Credit:tyoc213 came up with this idea in discord as we were chatting. It sounded interesting so I decided to try it out and it worked amazing! Lets get started!

from fastai.vision.all import *

seed = 42

path = untar_data(URLs.PETS)
img = (path/'images').ls()[0]

Get Dataloaders

We will start with creating a model for pet breeds and a model for pet species, so we will need dataloaders for each of those models. I will not cover how this works, but if you would like more details I recommend looking at the fastai datablock tutorial on their documentation page.

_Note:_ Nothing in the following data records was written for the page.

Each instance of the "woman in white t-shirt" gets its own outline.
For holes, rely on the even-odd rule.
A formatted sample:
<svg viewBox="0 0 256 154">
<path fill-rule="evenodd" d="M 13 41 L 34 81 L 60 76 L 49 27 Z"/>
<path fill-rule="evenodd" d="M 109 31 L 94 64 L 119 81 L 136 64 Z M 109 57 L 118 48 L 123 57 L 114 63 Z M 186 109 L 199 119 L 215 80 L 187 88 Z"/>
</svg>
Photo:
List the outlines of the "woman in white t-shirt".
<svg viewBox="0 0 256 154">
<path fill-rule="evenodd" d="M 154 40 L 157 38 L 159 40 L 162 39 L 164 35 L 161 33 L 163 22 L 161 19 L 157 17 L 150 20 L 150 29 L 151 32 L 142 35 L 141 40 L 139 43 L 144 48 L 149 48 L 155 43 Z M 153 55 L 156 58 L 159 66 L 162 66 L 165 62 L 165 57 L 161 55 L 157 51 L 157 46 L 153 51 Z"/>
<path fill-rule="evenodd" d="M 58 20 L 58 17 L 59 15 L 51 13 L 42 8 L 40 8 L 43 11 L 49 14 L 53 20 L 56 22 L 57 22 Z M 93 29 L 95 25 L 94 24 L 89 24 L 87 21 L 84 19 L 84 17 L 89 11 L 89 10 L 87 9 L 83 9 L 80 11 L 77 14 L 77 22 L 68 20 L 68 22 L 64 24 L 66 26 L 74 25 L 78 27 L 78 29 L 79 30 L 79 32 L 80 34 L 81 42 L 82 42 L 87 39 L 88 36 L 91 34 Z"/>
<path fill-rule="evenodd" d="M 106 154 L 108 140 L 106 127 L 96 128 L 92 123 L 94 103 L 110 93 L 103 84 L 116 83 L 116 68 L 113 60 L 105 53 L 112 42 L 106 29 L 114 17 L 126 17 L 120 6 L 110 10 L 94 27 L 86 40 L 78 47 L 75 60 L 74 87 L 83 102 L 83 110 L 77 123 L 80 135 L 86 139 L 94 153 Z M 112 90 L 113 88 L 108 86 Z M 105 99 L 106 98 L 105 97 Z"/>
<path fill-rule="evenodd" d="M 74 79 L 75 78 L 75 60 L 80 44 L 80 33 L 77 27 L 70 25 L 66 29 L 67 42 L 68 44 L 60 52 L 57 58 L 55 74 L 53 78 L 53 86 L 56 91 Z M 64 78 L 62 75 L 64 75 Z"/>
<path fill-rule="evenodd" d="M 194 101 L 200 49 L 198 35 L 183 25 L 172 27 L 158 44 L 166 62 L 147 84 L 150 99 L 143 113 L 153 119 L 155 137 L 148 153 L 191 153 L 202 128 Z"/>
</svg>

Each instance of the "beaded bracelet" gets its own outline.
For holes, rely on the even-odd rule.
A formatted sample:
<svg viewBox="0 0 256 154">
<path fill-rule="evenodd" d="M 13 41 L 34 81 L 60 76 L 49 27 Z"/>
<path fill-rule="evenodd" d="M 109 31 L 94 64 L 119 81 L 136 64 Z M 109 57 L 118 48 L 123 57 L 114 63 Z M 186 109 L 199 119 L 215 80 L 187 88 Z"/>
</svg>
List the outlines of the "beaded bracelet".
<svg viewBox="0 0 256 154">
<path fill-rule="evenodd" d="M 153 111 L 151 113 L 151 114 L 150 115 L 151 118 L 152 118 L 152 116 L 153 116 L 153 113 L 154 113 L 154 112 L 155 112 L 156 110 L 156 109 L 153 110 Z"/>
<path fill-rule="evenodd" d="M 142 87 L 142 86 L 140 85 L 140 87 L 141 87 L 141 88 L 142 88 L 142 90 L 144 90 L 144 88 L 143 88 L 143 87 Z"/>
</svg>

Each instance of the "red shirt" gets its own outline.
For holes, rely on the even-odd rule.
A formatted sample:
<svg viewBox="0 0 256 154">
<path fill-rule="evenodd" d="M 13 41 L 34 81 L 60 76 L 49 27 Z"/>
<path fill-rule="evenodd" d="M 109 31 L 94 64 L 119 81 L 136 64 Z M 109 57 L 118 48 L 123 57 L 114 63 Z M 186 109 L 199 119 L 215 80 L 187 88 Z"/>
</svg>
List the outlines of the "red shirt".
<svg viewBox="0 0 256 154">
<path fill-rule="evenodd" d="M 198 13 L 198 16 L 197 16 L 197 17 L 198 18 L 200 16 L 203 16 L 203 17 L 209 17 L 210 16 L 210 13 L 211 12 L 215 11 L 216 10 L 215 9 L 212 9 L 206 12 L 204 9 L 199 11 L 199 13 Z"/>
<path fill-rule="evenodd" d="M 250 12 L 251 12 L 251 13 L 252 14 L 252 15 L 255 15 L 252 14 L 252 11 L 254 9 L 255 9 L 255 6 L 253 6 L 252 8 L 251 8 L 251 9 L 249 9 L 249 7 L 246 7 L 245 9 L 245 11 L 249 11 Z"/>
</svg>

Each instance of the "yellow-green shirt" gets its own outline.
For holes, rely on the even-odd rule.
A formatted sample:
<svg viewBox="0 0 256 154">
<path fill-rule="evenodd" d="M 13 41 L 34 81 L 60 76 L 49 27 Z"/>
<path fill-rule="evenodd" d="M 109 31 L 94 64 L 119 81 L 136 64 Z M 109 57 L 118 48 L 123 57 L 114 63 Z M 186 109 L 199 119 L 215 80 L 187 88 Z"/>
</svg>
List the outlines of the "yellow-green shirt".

We are going to be using really small images (56x56) to make this problem hard enough to experiment with.

def label_func(fname):
    return "cat" if str(fname.name[0]).isupper() else "dog"
def get_dls(get_y):
    pets = DataBlock(
        blocks = (ImageBlock, CategoryBlock),
        get_items = get_image_files,
        splitter= RandomSplitter(valid_pct = 0.2, seed=seed),
        get_y= get_y,
        item_tfms=Resize(460),
        batch_tfms=aug_transforms(min_scale = 0.9,size=56)
    )
    return pets.dataloaders(path/"images",bs=64)
dls_breed = get_dls(using_attr(RegexLabeller(r'(.+)_\d+.jpg$'),'name'))
dls_breed.show_batch(max_n=3)
dls_species = get_dls(label_func)
dls_species.show_batch(max_n=3)

It's crucial that these dataloaders show the same images in their training and test sets. If they don't, we would likely have a data leakage issue where each model has some of the others validation set in them. This would be really problematic as we will be combining these models together at the end.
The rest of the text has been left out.